Please fix the trademark policy in regards to code

Ellie kittens at
Wed Oct 7 08:02:38 CDT 2020

Thanks for your responses, they have been very helpful!

I do wonder, would it maybe be possible and useful to add a note for
this anyway, just for informational purposes?

E.g. the Linux foundation puts the following:

"There are also some basic rights that everyone has to use any
trademark, which are often referred to as “fair use,” and The Linux
Foundation does not intend to restrict those rights.  You may make fair
use of word marks to make true factual statements.  But fair use does
not permit you to state or imply that the owner of a mark produces,
endorses, or supports your company, products, or services.  Even when
making fair use of a trademark, you should acknowledge the owner of the
trademark with a trademark notice, such as the notice displayed on The
Linux Foundation project websites."

I would find such a remark helpful, although the last sentence kind of
makes it again sound like they expect me to put (R) into the source code
 which I find a bit unfortunate. Some qualifier like "you should, +where
that is practical to do, acknowledge ..." might help alleviate this,

In general, unless you only expect people to care about the guidelines
as soon as you send them angry legal letters, I feel like it would be
helpful to try to be more explanatory for uneducated people like me
regarding such practical questions. After all my intent reading the
guidelines as a non-lawyer was to see if I could comply in reasonable
ways anyway, which I would assume would be in your interest.
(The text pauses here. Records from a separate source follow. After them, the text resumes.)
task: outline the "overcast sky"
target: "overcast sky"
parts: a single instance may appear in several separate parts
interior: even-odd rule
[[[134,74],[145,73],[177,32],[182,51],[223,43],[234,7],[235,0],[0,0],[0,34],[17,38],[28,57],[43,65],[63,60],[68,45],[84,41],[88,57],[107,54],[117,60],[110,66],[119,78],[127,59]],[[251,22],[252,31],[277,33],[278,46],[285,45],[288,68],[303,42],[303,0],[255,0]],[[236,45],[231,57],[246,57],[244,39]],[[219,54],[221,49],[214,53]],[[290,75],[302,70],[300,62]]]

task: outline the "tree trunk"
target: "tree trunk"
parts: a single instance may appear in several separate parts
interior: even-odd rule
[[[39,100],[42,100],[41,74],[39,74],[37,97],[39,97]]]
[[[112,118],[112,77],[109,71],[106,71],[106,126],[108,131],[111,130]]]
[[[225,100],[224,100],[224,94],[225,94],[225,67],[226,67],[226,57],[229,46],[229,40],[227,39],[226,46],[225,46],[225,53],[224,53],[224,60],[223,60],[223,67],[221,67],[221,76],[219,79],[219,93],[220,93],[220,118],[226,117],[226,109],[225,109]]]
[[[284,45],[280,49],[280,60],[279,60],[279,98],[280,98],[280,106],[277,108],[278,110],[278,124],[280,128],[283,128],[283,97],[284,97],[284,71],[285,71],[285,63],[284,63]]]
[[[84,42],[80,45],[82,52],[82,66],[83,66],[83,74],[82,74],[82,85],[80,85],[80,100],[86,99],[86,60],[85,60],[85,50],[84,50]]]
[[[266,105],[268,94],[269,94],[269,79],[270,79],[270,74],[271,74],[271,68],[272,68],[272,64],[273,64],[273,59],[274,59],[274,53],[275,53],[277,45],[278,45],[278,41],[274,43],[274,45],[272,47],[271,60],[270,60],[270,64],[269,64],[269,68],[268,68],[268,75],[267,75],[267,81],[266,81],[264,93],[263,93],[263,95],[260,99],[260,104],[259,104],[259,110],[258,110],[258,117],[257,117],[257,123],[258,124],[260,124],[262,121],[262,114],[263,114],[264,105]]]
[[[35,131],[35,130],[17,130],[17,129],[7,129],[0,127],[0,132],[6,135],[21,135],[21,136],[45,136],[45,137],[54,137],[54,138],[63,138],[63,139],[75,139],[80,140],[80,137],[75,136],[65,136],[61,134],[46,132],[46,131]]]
On 10/7/20 1:11 AM, Bill Poser via Unicode wrote:
> It is not the case that any use of a trademark constitutes infringement
> or requires permission. Trademark owners sometimes try to persuade
> people that this is so and issue rules as to how their trademark should
> be used, but they're blowing smoke.  A trademark is only infringed when
> there is a risk of confusion. I can't name my beverage "Coca-Cola" or
> something similar like "Cokacola",  because there is a risk that
> consumers will confuse it with the original product. I can write an
> article about Coca-Cola, and refer to it by that name as much as I like,
> because I am using the trademark to identify the product with which the
> owner has associated it. I am not creating any risk of confusion in the
> eye of the consumer. Similarly, the Unicode Consortium has the right to
> block the use of "Unicode" in reference to some competing encoding
> standard, but it has no right to block the use of the term in the title
> or text of articles about the Unicode standard. 
> On Thu, Oct 1, 2020 at 11:28 AM Richard Wordingham via Unicode
> <unicode at <mailto:unicode at>> wrote:
>     On Thu, 1 Oct 2020 07:27:11 -0700
>     Ken Whistler via Unicode <unicode at
>     <mailto:unicode at>> wrote:
>     > References to "unicode" in code and related files and libraries would
>     > generally be considered just a functional "fair use" reference, and
>     > nothing more.  Accordingly, the Unicode Consortium would not take
>     > exception to such a use, nor would it require the use of the
>     > trademark symbol in code, for the reasons you state.
>     I don't see any evidence of the Unicode Consortium going after
>     Wikipedia either, despite articles simply entitled "Unicode", or even
>     after respellings in other scripts.  As for
>, that even uses the genitive
>     singular for "Signum Unicodicis" - isn't that required to be "Signum
>     Unicodex" if "Unicodex" is pukka Latin?